意思就是提交了一个线程1,线程1里面提交了一个线程2,线程1等待线程2的结果。可能有些人很明显就看出问题了,当然这个是简化后的结果,实际情况线程池使用可能比这隐晦的多。执行这个方法,直接就会导致两个线程相互等待。

 

jstack现象

2020-09-12 09:52:41
Full thread dump Java HotSpot(TM) 64-Bit Server VM (25.131-b11 mixed mode):
"Attach Listener" #11 daemon prio=9 os_prio=0 tid=0x00007fbf38001000 nid=0x37c waiting on condition [0x0000000000000000]
   java.lang.Thread.State: RUNNABLE"pool-1-thread-1" #10 prio=5 os_prio=0 tid=0x00007fbf9819c800 nid=0x7932 waiting on condition [0x00007fbf77af9000]
   java.lang.Thread.State: WAITING (parking)	at sun.misc.Unsafe.park(Native Method)	- parking to wait for  <0x00000006c8e08478> (a java.util.concurrent.FutureTask)
	at java.util.concurrent.locks.LockSupport.park(LockSupport.java:175)
	at java.util.concurrent.FutureTask.awaitDone(FutureTask.java:429)
	at java.util.concurrent.FutureTask.get(FutureTask.java:191)
	at Test.lambda$main$1(Test.java:24)
	at Test$$Lambda$1/1418481495.call(Unknown Source)
	at java.util.concurrent.FutureTask.run(FutureTask.java:266)
	at java.util.concurrent.ThreadPoolExecutor.runWorker(ThreadPoolExecutor.java:1142)
	at java.util.concurrent.ThreadPoolExecutor$Worker.run(ThreadPoolExecutor.java:617)
	at java.lang.Thread.run(Thread.java:748)
"Service Thread" #9 daemon prio=9 os_prio=0 tid=0x00007fbf980d2000 nid=0x7930 runnable [0x0000000000000000]
   java.lang.Thread.State: RUNNABLE"C1 CompilerThread3" #8 daemon prio=9 os_prio=0 tid=0x00007fbf980c7000 nid=0x792f waiting on condition [0x0000000000000000]

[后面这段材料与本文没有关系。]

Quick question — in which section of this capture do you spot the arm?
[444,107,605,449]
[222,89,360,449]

   java.lang.Thread.State: RUNNABLE"C2 CompilerThread2" #7 daemon prio=9 os_prio=0 tid=0x00007fbf980c4800 nid=0x792e waiting on condition [0x0000000000000000]

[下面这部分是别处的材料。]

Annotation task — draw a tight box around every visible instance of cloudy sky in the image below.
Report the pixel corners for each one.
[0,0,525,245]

   java.lang.Thread.State: RUNNABLE"C2 CompilerThread1" #6 daemon prio=9 os_prio=0 tid=0x00007fbf980c3000 nid=0x792d waiting on condition [0x0000000000000000]
   java.lang.Thread.State: RUNNABLE"C2 CompilerThread0" #5 daemon prio=9 os_prio=0 tid=0x00007fbf980c0000 nid=0x792c waiting on condition [0x0000000000000000]

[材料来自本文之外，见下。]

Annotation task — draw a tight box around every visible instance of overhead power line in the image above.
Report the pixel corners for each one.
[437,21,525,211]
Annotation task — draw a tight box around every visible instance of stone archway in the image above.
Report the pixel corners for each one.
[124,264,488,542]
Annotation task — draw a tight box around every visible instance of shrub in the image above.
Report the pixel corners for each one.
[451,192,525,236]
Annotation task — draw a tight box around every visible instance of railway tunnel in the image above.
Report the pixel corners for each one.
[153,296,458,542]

   java.lang.Thread.State: RUNNABLE"Signal Dispatcher" #4 daemon prio=9 os_prio=0 tid=0x00007fbf980be800 nid=0x792b runnable [0x0000000000000000]
   java.lang.Thread.State: RUNNABLE"Finalizer" #3 daemon prio=8 os_prio=0 tid=0x00007fbf9808b800 nid=0x792a in Object.wait() [0x00007fbf84371000]
   java.lang.Thread.State: WAITING (on object monitor)	at java.lang.Object.wait(Native Method)	- waiting on <0x00000006c8e01a60> (a java.lang.ref.ReferenceQueue$Lock)
	at java.lang.ref.ReferenceQueue.remove(ReferenceQueue.java:143)
	- locked <0x00000006c8e01a60> (a java.lang.ref.ReferenceQueue$Lock)
	at java.lang.ref.ReferenceQueue.remove(ReferenceQueue.java:164)
	at java.lang.ref.Finalizer$FinalizerThread.run(Finalizer.java:209)
"Reference Handler" #2 daemon prio=10 os_prio=0 tid=0x00007fbf98086800 nid=0x7929 in Object.wait() [0x00007fbf84472000]
   java.lang.Thread.State: WAITING (on object monitor)	at java.lang.Object.wait(Native Method)	- waiting on <0x00000006c8e0f950> (a java.lang.ref.Reference$Lock)
	at java.lang.Object.wait(Object.java:502)
	at java.lang.ref.Reference.tryHandlePending(Reference.java:191)
	- locked <0x00000006c8e0f950> (a java.lang.ref.Reference$Lock)
	at java.lang.ref.Reference$ReferenceHandler.run(Reference.java:153)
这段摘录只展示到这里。